Sharks and hippos too.
 
KingKong said:
What's going on? In the last year there has been Tsunamis, Earthquakes, Hurricanes, and Floods devastating our world. We destroy nature and nature strikes back. It makes you really think that there is something we as humans are not doing right. The balance in the world is shifting and I'm afraid there we have only just seen the beginning.


1906 was pretty simliar. SF Earthquake, Mt Vesuvious<SP?>, and two other events were pretty bad that year. Happens in cycles i'm sure.
 
What I don't understand is, and I'm not an earthquake safety expert, but why weren't the buildings in Pakistan built to be more earthquake-safe?

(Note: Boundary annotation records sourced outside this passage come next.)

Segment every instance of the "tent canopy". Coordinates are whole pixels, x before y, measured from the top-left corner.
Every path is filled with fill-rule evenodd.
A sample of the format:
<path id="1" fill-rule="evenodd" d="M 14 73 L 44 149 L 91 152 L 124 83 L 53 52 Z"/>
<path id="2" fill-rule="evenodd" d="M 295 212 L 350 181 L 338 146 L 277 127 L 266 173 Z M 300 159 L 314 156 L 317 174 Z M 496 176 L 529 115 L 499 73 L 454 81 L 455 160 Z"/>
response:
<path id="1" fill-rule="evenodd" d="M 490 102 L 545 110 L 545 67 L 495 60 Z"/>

It seems like every time there's a big earthquake in countries such as Pakistan, India, Turkey, China, Iran, etc., there are always massive casualties in the five figures or more, and these massive-casualty quakes have been happening for years now. So why aren't lessons learned and earthquake safety regulations put into place for buildings, such as the case with our country? I know that in some of these cases, the poorer, outskirt sections of the country, where people live in self-constructed cheap huts or sheds are the ones that are decimated, but in Pakistan's case, these were major cities.
 
RoyalDiva said:
What I don't understand is, and I'm not an earthquake safety expert, but why weren't the buildings in Pakistan built to be more earthquake-safe? It seems like every time there's a big earthquake in countries such as Pakistan, India, Turkey, China, Iran, etc., there are always massive casualties in the five figures or more, and these massive-casualty quakes have been happening for years now. So why aren't lessons learned and earthquake safety regulations put into place for buildings, such as the case with our country? I know that in some of these cases, the poorer, outskirt sections of the country, where people live in self-constructed cheap huts or sheds are the ones that are decimated, but in Pakistan's case, these were major cities.

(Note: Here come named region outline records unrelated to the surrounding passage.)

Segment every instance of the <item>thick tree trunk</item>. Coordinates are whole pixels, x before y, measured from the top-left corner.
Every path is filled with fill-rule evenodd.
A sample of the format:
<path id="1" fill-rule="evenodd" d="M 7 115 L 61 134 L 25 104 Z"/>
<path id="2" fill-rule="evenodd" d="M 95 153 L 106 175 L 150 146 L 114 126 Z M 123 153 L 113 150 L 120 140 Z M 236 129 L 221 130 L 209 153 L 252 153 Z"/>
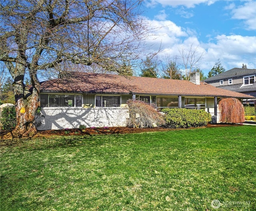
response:
<path id="1" fill-rule="evenodd" d="M 30 91 L 23 83 L 24 76 L 15 77 L 16 80 L 13 84 L 17 119 L 16 126 L 12 132 L 14 137 L 31 137 L 37 132 L 35 115 L 40 105 L 40 84 L 35 76 L 31 74 L 30 77 L 32 88 Z"/>
<path id="2" fill-rule="evenodd" d="M 17 101 L 17 125 L 12 131 L 14 137 L 31 137 L 36 133 L 34 117 L 39 104 L 38 99 L 39 96 L 34 93 L 26 100 L 22 98 Z"/>

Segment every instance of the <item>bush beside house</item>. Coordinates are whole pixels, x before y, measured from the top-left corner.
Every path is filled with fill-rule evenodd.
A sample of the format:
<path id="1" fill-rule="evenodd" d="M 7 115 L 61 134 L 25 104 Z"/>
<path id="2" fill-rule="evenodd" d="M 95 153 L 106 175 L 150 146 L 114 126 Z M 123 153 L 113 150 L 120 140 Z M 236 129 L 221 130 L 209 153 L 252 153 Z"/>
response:
<path id="1" fill-rule="evenodd" d="M 165 124 L 162 115 L 156 111 L 152 104 L 140 100 L 128 100 L 127 105 L 130 113 L 128 127 L 152 128 Z"/>
<path id="2" fill-rule="evenodd" d="M 16 126 L 16 111 L 15 106 L 7 106 L 1 112 L 1 126 L 4 130 L 11 131 Z"/>

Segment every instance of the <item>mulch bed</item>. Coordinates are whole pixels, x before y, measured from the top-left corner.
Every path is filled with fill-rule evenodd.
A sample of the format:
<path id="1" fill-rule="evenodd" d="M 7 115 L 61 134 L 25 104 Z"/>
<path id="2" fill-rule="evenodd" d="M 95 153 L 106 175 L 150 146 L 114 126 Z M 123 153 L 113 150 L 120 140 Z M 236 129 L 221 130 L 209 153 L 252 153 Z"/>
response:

No money, no standards, little expertise
 
RoyalDiva said:
What I don't understand is, and I'm not an earthquake safety expert, but why weren't the buildings in Pakistan built to be more earthquake-safe? It seems like every time there's a big earthquake in countries such as Pakistan, India, Turkey, China, Iran, etc., there are always massive casualties in the five figures or more, and these massive-casualty quakes have been happening for years now. So why aren't lessons learned and earthquake safety regulations put into place for buildings, such as the case with our country? I know that in some of these cases, the poorer, outskirt sections of the country, where people live in self-constructed cheap huts or sheds are the ones that are decimated, but in Pakistan's case, these were major cities.

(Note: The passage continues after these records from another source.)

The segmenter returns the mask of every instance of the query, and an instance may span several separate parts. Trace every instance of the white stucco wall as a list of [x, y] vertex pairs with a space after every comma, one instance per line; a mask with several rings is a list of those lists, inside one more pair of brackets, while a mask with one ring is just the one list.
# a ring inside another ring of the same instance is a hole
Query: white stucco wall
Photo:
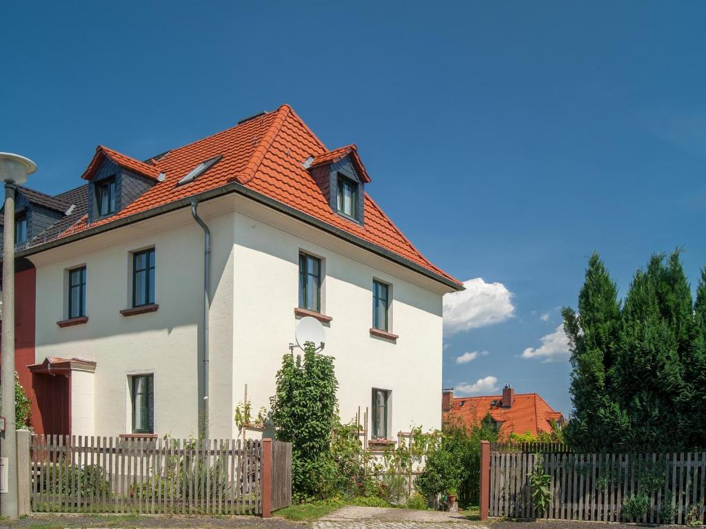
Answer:
[[[217, 203], [210, 209], [215, 276], [210, 351], [217, 365], [211, 388], [217, 400], [229, 403], [232, 274], [226, 269], [232, 266], [232, 214], [219, 212]], [[131, 253], [150, 246], [156, 250], [155, 296], [160, 308], [124, 317], [119, 311], [131, 306]], [[129, 433], [128, 377], [153, 373], [155, 431], [176, 437], [196, 435], [203, 233], [188, 209], [61, 246], [32, 256], [32, 260], [37, 267], [37, 361], [56, 356], [97, 363], [93, 431], [85, 420], [75, 420], [76, 415], [72, 415], [72, 433]], [[68, 269], [83, 264], [89, 320], [60, 328], [56, 322], [66, 315], [64, 276]], [[72, 410], [89, 408], [90, 403], [80, 394], [72, 394]], [[229, 435], [232, 414], [227, 407], [217, 407], [211, 415], [217, 423], [227, 425]]]
[[71, 422], [82, 435], [95, 434], [95, 382], [92, 372], [71, 372]]
[[[282, 357], [294, 341], [301, 250], [323, 261], [322, 312], [333, 317], [325, 324], [324, 353], [335, 358], [342, 420], [354, 418], [359, 406], [362, 415], [376, 387], [392, 391], [393, 437], [411, 425], [441, 427], [443, 287], [282, 214], [239, 202], [234, 404], [242, 401], [247, 384], [253, 415], [269, 406]], [[370, 335], [373, 278], [392, 285], [396, 343]]]
[[[325, 353], [335, 358], [341, 418], [371, 406], [371, 389], [392, 391], [390, 432], [441, 426], [442, 309], [445, 288], [423, 276], [241, 197], [200, 206], [211, 229], [210, 432], [237, 434], [233, 412], [248, 385], [253, 415], [269, 406], [275, 375], [294, 341], [299, 250], [324, 260]], [[156, 312], [125, 317], [131, 252], [156, 249]], [[188, 209], [32, 256], [37, 266], [37, 361], [97, 362], [93, 421], [88, 382], [72, 392], [73, 433], [130, 432], [128, 377], [154, 373], [155, 430], [198, 432], [198, 351], [202, 317], [203, 232]], [[87, 267], [85, 324], [66, 317], [66, 271]], [[396, 343], [372, 337], [373, 278], [390, 284]]]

they just don't have the economy we have. they can't afford to build the buildings, and they just don't have the tools or money to do the kind of research we can.

it's so sad to see disasters having such momumental impacts in these 3rd world countries. i wish they had the tools, knowledge and money we have.
 
That I can understand, but I just thought that somehow, these countries could learn based on other countrie's earthquake-safety proofing and also pick up the funding to do do via trade or some other way.